🧬 An abundance of gold under the ocean floor? Seawater could be responsible

2024-08-08 04:00:08

Understanding how gold is formed is crucial to knowing where to find gold and how to mine it in an environmentally friendly way. Researchers at McGill University have answered a long-standing question among geologists, and their findings could lead to the discovery of deposits.

The McGill research team is studying a mineralized (gold-bearing) vein underground at the Brucejack Mine.
Credit: Duncan McLeish

Researchers traveled to the Brucejack gold mine in northwestern British Columbia to study very old mineralized rocks and collect samples. Now located on the Earth’s surface due to activity plate tectonicsthe deposit was formed in a volcanic arc submarineabout 183 million years ago. After analyzing the samples at theMcGill University and to theUniversité From Alberta, researchers found thatsea ​​water had combined with mineralizing fluids in the earth’s crust to form gold. “These rocks, which date back to the Early Jurassic period, were trapped in sedimentary and volcanic formations,” explains one of the study’s co-authors, Anthony Williams-Jones, Logan Professor of Geology and Geochemistry in the Department of Earth and Planetary Sciences at McGill University. “Using the mass spectrometry At high resolution, we were able to decode their unique chemical signature. Finding gold deposits formed from seawater was unprecedented and unexpected.”

A phenomenon similar to milk curdling In 2021, the McGill University team had already made a discovery that offered some answers. The researchers had observed that gold nanoparticles combined to form high-grade gold deposits, much like proteins clump together to create lumps when milk sours.

“In our new study, we found that sodium ions in seawater played the same role that acid does in milk curdling by causing gold nanoparticles to cluster into veins,” says lead study author Duncan McLeish, a postdoctoral fellow in McGill University’s Department of Earth and Planetary Sciences.


Presence of very high grade gold in the Brucejack mine.
Credit: Duncan McLeish

The presence of seawater suggests that gold-bearing veins could form on the ocean floor. Unsuspected gold deposits could therefore exist in submarine volcanic arcs and ocean trenches, where conditions are ideal, according to the study published in the journal Proceedings of the National Academy of Sciences of the United States of America.

The Ocean, a Promising Vein Historically considered a precious metal, gold has become an essential metal since it is used in green energy technologies, electronic devices and medical equipment, among others. The ore extracted from land mines is often poor and requires considerable processing, associated with a significant environmental cost. On the other hand, the extraction of possible high-grade deposits discovered in the deep sea would reduce the ecological footprint of gold mining, according to the researchers.

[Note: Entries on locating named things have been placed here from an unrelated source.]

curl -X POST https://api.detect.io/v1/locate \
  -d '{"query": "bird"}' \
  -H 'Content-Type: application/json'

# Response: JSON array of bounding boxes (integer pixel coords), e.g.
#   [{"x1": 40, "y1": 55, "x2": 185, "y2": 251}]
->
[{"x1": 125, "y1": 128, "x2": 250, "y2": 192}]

“Our observations suggest that the ocean floor may support the formation of rare but spectacular concentrations of gold, such as those we found in high-grade veins. The exploitation of subsea deposits is gaining increasing attention. Our study raises the possibility that the ocean crust contains many of the resources needed to green the energy sector, and in unsuspected quantities,” says Professor Williams-Jones.

References:
L’article “Extreme shifts in pyrite sulfur isotope compositions reveal the path to bonanza gold”, par McLeish, D. F., Williams-Jones, A. E., Clark, J. R. et Stern, R. A., a été publié dans la revue Proceedings of the National Academy of Sciences (PNAS) en mai 2024.